On July 11, researchers from a company called Malcovery Security spotted a new variant of Gameover Zeus that had stopped using a peer-to-peer-based command-and-control infrastructure in favor of domain names.
Most malware programs are designed to connect to a hardcoded list of domain names associated with command-and-control servers. However, the new GOZ version uses a DGA (domain generation algorithm) to create a list of hundreds or thousands of new, random-looking domain names every day and then attempts to contact them.
Knowing how the DGA works, attackers can predict what domain names the malware will attempt to contact on a particular day. They can register one of them in advance, assign it to a server, and wait for the infected computers to connect in order to give them new instructions.
This makes it hard for security researchers to permanently take control of the botnet, because new domains will be generated constantly, but if they figure out the algorithm and register some of the domains, they can temporarily interact with it. This kind of operation, known as sinkholing, can at the very least be used to estimate the number of infected systems that are part of the botnet.
According to a report last week from researchers at Bitdefender, there are two new GOZ configurations using slightly different domain name generation algorithms -- one that generates 1,000 domain names per day and one that generates 10,000. By sinkholing five domains over five different days for each of the two GOZ variants, the Bitdefender researchers counted 5,907 unique IP (Internet Protocol) addresses for computers infected by the first GOZ variant -- almost 84 percent of them being from the U.S -- and 4,316 IP addresses for the second variant, 70 percent of them from Ukraine and Belarus.

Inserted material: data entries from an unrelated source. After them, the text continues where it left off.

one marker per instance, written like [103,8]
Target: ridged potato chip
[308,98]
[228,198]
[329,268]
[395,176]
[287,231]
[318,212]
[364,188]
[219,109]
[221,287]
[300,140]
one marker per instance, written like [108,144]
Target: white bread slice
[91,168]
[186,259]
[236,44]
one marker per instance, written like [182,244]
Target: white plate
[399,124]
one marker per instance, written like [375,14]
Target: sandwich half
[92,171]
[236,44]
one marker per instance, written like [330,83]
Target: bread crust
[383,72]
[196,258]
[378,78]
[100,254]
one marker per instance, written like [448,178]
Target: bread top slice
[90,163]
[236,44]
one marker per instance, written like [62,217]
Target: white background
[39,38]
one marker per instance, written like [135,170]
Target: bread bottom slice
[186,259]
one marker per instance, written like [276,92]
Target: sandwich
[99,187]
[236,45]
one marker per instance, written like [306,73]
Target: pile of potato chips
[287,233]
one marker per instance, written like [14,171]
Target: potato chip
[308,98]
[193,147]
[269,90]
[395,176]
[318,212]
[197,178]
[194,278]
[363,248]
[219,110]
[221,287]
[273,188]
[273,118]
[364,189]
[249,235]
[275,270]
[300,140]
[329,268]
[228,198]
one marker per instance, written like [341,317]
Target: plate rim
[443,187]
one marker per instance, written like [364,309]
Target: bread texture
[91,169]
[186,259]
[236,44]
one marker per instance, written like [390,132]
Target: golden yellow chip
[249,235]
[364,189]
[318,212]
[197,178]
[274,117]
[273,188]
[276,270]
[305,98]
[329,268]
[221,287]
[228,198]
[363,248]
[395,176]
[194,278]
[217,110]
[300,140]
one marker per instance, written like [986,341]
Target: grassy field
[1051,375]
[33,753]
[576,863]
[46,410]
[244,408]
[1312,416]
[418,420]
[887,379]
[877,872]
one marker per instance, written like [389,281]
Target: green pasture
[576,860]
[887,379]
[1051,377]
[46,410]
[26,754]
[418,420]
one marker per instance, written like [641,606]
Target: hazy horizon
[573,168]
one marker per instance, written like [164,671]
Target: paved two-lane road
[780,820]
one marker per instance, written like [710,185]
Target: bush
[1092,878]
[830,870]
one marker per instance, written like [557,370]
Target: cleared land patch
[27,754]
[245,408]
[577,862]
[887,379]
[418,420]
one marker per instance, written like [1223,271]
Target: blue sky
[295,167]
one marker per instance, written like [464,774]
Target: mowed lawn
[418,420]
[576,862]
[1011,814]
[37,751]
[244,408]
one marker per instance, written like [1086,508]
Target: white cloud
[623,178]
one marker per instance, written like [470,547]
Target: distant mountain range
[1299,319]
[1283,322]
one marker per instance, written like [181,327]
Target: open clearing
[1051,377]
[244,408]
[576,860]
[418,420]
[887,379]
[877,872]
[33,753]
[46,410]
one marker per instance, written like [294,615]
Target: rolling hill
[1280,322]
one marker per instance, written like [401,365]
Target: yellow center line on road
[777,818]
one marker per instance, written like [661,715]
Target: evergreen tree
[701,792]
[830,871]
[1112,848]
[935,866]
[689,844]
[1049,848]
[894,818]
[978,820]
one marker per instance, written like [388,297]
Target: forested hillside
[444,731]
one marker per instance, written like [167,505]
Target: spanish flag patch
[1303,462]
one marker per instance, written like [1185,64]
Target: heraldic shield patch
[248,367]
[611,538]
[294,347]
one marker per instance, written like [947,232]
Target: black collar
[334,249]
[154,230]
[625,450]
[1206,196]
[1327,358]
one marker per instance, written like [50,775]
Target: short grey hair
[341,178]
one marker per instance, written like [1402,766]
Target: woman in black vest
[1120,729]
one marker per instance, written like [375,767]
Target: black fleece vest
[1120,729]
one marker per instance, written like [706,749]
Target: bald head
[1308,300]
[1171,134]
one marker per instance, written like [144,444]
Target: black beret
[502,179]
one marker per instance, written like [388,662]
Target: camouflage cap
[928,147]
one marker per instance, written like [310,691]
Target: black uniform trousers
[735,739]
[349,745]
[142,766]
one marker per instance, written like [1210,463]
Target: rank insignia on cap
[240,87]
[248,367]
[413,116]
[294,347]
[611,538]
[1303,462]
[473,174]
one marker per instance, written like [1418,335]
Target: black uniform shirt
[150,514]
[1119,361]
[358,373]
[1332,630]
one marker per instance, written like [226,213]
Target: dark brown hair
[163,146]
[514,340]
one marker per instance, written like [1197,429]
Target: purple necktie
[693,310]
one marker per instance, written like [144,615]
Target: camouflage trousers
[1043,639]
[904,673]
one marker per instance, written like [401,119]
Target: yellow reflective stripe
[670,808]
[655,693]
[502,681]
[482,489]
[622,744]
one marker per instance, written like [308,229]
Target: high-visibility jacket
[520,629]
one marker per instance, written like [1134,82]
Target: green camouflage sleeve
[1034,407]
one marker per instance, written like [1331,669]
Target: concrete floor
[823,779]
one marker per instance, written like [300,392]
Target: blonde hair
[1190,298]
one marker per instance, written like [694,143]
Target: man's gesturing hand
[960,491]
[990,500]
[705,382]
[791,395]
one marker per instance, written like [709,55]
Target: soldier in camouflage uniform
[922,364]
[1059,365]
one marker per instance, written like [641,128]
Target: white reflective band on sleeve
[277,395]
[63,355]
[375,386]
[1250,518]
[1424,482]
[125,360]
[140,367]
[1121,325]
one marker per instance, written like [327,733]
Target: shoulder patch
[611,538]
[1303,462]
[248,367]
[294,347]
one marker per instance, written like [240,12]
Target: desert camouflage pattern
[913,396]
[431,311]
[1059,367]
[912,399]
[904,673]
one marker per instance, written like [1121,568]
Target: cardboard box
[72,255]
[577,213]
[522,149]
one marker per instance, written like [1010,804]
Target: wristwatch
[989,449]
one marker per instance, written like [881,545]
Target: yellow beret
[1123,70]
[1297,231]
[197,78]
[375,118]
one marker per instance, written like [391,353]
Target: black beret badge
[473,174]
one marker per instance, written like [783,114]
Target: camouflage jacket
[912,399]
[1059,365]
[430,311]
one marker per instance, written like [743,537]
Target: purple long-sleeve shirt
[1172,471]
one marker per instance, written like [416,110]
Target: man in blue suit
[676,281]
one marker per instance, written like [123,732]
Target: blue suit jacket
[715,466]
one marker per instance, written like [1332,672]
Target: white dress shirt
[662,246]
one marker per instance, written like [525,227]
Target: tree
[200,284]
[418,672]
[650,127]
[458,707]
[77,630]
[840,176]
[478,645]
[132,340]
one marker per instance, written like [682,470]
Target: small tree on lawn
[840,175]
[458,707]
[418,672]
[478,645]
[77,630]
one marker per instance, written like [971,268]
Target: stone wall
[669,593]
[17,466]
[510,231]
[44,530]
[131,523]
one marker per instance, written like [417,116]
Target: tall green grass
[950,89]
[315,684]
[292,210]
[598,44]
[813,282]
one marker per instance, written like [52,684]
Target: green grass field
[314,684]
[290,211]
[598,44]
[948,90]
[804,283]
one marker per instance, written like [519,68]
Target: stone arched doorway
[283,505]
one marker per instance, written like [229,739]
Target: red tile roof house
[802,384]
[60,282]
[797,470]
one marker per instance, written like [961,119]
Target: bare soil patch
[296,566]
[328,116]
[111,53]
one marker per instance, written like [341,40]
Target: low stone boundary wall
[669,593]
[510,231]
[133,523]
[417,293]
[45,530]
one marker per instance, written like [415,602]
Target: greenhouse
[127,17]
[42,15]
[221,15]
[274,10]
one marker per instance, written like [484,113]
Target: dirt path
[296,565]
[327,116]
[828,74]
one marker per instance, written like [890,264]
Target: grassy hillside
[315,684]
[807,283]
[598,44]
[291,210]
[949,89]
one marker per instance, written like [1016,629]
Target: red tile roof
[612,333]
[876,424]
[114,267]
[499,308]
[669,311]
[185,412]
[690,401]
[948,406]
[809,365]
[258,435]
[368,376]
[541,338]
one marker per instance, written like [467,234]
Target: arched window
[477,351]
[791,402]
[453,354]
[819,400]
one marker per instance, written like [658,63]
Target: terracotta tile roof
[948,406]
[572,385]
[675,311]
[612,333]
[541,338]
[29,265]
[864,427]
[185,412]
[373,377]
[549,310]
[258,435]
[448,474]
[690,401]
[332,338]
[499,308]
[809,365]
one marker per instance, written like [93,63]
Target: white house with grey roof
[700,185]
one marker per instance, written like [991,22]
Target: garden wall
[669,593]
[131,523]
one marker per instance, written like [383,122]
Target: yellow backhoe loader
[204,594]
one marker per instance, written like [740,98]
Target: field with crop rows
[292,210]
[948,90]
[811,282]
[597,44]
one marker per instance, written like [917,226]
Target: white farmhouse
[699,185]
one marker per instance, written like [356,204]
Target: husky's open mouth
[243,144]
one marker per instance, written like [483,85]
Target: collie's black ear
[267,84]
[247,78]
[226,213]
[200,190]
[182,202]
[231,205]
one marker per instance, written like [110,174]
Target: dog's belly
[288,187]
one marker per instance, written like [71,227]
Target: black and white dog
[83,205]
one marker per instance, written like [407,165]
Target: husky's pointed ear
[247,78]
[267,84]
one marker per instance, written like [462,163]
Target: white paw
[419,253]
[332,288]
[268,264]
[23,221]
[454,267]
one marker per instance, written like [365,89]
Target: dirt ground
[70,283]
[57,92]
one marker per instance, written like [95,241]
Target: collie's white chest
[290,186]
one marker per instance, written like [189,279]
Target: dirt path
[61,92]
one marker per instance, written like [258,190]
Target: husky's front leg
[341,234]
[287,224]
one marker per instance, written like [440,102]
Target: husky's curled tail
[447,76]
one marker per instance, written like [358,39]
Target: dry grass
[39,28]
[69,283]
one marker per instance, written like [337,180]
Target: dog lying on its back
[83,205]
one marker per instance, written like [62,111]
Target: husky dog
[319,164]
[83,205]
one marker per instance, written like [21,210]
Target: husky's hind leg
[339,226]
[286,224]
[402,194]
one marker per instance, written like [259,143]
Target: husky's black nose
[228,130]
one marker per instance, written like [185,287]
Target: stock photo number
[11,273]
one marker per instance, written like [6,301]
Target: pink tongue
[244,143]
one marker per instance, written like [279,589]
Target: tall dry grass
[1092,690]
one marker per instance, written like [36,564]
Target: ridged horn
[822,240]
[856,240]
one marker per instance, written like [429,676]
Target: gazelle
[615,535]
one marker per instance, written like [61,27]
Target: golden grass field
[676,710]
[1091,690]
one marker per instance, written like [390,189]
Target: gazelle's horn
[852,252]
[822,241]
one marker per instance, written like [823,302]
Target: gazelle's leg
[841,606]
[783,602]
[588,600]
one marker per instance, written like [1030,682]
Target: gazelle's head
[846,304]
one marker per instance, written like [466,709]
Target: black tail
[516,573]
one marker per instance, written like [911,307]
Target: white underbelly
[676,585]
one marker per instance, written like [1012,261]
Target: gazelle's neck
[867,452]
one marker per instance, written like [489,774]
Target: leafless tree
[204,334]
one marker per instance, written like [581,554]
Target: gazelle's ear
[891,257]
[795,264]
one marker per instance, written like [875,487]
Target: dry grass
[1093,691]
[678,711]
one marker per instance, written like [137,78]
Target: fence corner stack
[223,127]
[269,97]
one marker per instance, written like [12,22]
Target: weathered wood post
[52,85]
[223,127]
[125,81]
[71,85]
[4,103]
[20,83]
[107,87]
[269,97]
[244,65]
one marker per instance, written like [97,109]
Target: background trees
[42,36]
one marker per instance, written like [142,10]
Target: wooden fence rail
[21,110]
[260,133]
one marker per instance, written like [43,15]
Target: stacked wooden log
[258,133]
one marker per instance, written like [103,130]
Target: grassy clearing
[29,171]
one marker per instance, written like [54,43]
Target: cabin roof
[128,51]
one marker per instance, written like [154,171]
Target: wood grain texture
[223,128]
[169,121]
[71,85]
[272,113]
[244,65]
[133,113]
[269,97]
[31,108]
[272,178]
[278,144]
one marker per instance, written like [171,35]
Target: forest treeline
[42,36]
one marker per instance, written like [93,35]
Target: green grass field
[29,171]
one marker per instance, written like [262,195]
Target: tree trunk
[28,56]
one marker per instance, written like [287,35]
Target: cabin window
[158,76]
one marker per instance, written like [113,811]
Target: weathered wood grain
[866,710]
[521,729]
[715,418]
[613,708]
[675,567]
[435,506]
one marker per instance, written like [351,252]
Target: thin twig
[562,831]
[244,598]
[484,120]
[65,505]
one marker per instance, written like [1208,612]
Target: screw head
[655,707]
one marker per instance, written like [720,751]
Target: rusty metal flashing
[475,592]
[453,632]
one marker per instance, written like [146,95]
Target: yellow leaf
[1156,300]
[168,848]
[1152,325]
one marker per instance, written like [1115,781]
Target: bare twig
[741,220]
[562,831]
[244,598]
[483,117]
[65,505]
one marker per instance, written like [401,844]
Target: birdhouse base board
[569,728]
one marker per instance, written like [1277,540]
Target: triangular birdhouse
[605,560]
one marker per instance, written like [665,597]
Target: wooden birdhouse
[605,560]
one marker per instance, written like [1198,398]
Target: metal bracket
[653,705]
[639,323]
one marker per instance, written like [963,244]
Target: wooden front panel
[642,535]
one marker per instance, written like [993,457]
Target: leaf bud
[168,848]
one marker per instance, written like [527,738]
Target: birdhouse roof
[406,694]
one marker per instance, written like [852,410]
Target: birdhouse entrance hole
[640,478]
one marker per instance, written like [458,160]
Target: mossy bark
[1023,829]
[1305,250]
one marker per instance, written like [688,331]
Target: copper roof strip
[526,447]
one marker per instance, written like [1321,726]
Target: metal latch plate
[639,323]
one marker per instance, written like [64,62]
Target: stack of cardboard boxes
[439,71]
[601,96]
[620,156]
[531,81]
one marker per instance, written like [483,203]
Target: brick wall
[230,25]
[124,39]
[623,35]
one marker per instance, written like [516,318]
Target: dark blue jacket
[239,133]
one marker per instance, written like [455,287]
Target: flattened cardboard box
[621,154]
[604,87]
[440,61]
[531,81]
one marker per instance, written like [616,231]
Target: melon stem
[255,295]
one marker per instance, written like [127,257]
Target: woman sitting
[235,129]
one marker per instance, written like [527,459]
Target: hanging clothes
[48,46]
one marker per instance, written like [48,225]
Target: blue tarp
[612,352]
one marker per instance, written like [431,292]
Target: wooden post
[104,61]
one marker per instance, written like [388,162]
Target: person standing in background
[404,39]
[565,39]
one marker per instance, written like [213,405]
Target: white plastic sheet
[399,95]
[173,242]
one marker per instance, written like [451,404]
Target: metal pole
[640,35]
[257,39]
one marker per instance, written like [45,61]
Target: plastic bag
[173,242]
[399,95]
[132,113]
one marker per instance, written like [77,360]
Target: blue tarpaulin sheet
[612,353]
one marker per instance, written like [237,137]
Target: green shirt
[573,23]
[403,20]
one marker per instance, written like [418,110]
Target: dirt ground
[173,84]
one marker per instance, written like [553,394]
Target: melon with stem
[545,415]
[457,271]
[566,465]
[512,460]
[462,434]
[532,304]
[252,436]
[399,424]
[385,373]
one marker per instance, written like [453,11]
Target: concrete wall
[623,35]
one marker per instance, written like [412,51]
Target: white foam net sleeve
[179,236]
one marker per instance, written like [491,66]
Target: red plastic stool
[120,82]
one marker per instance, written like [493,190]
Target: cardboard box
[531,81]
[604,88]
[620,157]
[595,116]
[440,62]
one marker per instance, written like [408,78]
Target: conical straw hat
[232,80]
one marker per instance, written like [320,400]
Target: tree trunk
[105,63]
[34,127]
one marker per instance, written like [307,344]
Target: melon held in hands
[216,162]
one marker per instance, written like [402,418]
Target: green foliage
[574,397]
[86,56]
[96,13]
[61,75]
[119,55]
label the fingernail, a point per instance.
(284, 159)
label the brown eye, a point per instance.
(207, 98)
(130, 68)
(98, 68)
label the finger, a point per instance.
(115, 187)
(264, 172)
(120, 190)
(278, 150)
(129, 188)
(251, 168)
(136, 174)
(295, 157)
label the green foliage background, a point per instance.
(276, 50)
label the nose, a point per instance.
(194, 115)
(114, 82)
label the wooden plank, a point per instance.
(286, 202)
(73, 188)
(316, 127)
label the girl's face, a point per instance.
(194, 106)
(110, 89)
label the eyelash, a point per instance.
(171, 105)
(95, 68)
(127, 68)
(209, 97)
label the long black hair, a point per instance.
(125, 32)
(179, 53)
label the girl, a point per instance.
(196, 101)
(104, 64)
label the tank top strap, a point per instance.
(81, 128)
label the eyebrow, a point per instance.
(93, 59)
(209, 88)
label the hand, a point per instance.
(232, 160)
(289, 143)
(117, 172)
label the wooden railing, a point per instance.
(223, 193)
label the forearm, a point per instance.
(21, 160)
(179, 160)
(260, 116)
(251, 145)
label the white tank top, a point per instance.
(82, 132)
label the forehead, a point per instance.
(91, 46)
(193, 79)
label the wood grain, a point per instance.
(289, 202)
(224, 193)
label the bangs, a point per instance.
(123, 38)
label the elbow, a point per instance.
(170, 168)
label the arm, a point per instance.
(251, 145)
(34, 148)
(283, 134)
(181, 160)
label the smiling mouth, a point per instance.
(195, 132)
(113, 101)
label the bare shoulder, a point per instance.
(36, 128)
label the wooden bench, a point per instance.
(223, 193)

Counting IP addresses is not an accurate way of determining a botnet's size because some computers receive a different IP address from their ISP every time they connect to the Internet. However, in the absence of better identifiers, it can at least be used as a rough estimate.
Security researchers from Arbor Networks have also sinkholed GOZ domain names in July, but have done it every four days in order to determine how the botnet evolves over time.
The company observed the number of victims gradually grow from 127 on July 14 to 429 on July 21. Then, on July 25, following a large spam campaign that distributed the new GOZ malware, the infection count jumped to 8,494 victims, many of them located in the U.S., the Arbor Networks researchers said Wednesday in a blog post.
"In aggregate and over three weeks, our five sinkholes saw 12,353 unique source IPs from all corners of the globe," the researchers said. The most affected country was the United States, with 44 percent of infections, they said.
For now the creators of the new GOZ variant are focusing on rebuilding their botnet, rather than stealing money from users, but it's likely only a matter of time until they'll return to that primary goal.